For my witches cabinet...I wired about twenty different colored leds on 12vdc. When I put colored bottles on the shelf...the give off a radiant glow....as if the juice itself is illuminating the jar. For a large jar...I don't expect the same result. But whatever makes it look most radioactive would be best.


----------



## Spookie (Aug 26, 2008)

I don't have any experience working with EL wire but know what it is. Two years ago I got an introduction to it when I bought these great flashing eyes from QVC that used that technology. I did some research back then thinking maybe a project down the road. Haven't pursued it yet. Here's a page to OmniKits.com that also sells the EL wire. Maybe they can help out or point you in a good direction. I think the EL wire would be a great use for what you had in mind. Where would you place the batteries? In the lid or behind the brain? The EL stuff on OmniKits is at the bottom of the page, but maybe there's something else on their site that might be interesting.

http://www.omnikits.com/phpstore/index.php?action=category&id=12&subid=119


----------



## Spookie (Aug 26, 2008)

DarkLore, found a tutuorial involving the use of EL wire that I had kept in my resource file. Hope this helps you out. Glad his site is still up. Page 3 of SpookyBlue's tutuorial starts prepping the EL wire.

http://www.spookyblue.com/projects/el-sign/


----------



## Spookie (Aug 26, 2008)

BTW going in a different and simpler route, in the past when I've wanted to illuminate a heart or brain in a jar, I've used Pumpkin Lights, the Rainbow version where you can select a solid color. Used the PL either from above, concealed in the lid when possible, or at the bottom of the jar by placing it underneath the clear glass container. I would either build a fake base to the jar with a styrofoam ring (light in the middle) or hide it in some other fashion. They work great on batteries or if you need to run it for a long-running haunt like every night for several weeks, they also sells an inexpensive matching wall wort for it on their site. I probably have about a dozen or more of them in the rainbow and yellow versions.

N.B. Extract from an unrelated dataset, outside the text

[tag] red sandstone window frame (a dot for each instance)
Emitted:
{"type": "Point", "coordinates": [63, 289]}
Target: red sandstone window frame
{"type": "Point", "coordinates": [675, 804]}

I love these lights for pumpkins or using with props.

If you try this route I would suggest using some white tissue wrapping paper on top of the light to help hide the bulbs and disperse the light more uniformly.

As for the sanitizer gel, I'd go really cheap and see what Dollar Tree sells in big jars. Look in the hair care section--I'm thinking more along the lines of hair gel that's clear or even colored.

Don't know how much time or money you want to put into this project this year so hopefully something will work out for you. Good luck and please post what you end up doing.


----------



## DarkLore (Jan 25, 2009)

Thanks for the information Spookie. I'll read through it. As for the battery space...there is quite a bit of room inside the case to the zombie mind control prop. I have it wired up with two electrical outlets in the back. Other than that, most of it is surface mounted. The eye movement is all housed in the space directly behind the eye.

I can't put anything directly under the brain jar without adding a whole level under the prop. The wood is about an inch thick. Under the brain jar is a hole which serves two purposes. 

One...it stabilizes the jar. The brain is molded around a long bolt. I fed the bolt through the bottom of the jar with nuts and rubber washers on both sides...sealing it to hold liquid without leaking. The end of the bolt with the nut, fit into that hole. This prevents it from wiggling or moving.

Two...if it does leak, the water will flow out that bottom hole, or out the lowest point of the case, which is still lower than any of the ac wiring.

I do have one of the remote control color changing lights. I have considered mounting a socket above the brain, at the top of the jar. That is similar to my other prop (not shown). In this case, I chose not to do that because I intend to fill it with liquid.


----------



## DarkLore (Jan 25, 2009)

Looking at the link you posted...I might still have a cold cathode kit that I had in an old computer. That would could possibly work (two of them - one on each side) if it doesn't get hot. I'll have to dig around my computer parts.


----------



## The Watcher (Sep 13, 2008)

I didn't think about it before, must have lost my brain? Any way at Ironstock they had some. They built a box out of wood, I think the top might have of had holes cut like a electric stove heat element. They put the light in that, then set the jar filled with water and parts on top. I don't remember any glare on theirs. You could just cut some card board and try it first.


----------



## Eryq (Sep 23, 2009)

DarkLore said:


> Thanks for responding yall. I know almost nothing about it. Never used it. I've seen what I believe is EL wire trimmed on cars and motorcyles. It looked bright and useful with an even amount of light.
> 
> Does it work on 12vdc? Does it use a special transformer? Do you simply cut the end at the length you want like fiber optic or is it somehow hollow inside? Look over at the link to my brain jar. Then consider what it might be light with EL wire mounted just under the rim of the container...around the jar. What's your opinion of how that might look?
> 
> ...


Darklore,

In answer to your questions:

Yes, it does worth with 12 volts. In fact, you can power EL wire with everything from watch batteries on up to household current.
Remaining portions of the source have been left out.